We designed the reconstruction of Hillcrest Drive in Bartlesville, Oklahoma. Our work stretched from East 18th Street and the Caney River and included repurposing a portion of the existing roadway as an extension of the Pathfinder Parkway pedestrian trail system.
This connected the new trail to the existing trailhead north of Hillcrest Drive along Shawnee Avenue. A major component of the project was the hydraulic modeling to avoid inundation of the new roadway by nuisance floods and determining the hydraulic impacts of the proposed improvements to the floodway and floodplain of Caney River and Sand Creek.
A major component of the project was the hydraulic modeling to avoid inundation of the new roadway by nuisance floods.
The initial Hillcrest Drive corridor between East 18th Street and the Caney River is classified as a major arterial street and carries up to 8,300 vehicles per day on a narrow two-lane open-section roadway without shoulders.

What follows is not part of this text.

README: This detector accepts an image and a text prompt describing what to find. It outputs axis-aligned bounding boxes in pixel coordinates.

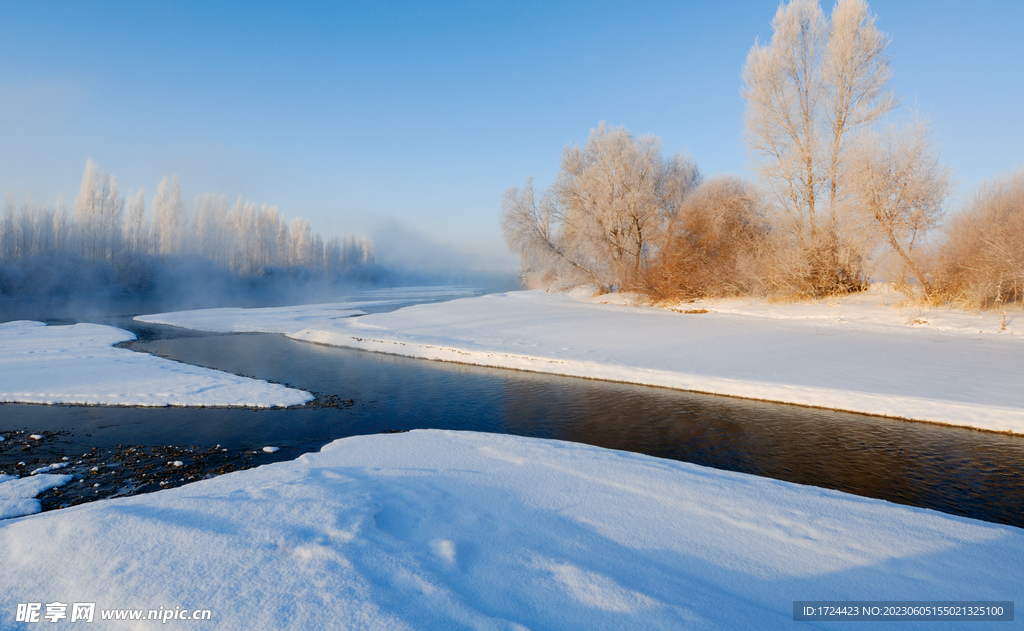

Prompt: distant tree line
[0,160,374,275]
[502,0,1024,307]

Steep roadside ditches contributed to degradation of existing roadway base materials along both sides of the corridor requiring regular patching to maintain a safe route.
Reconstruction and realignment of this corridor improved traffic safety and operations by providing wider travel lanes, and shoulders along both sides of the corridor, and improve roadside safety by providing safe drainage side slopes consistent with the AASHTO Roadside Design Guide and the ODOT Roadway Design Manual.
The improvements to Hillcrest Drive consisted of widening the existing narrow roadway section to two 12-foot-wide drive lanes with 6-foot-wide paved shoulders along both sides of the corridor. This transitions from an open-section roadway to a closed-section street with concrete curb and gutter to match existing section at the Caney River bridge approach. It was pertinent to extend existing drainage structures as needed to accommodate the wider pavement and roadside safety slopes.
Portions of existing Hillcrest Drive between the horizontal curve near the East 20th Street intersection and the Caney River bridge approach slab were rehabilitated in place to serve as a pedestrian trail that is now part of the City’s Pathfinder Parkway Trail.
Other services included in this project included survey, geotechnical, and floodplain modeling.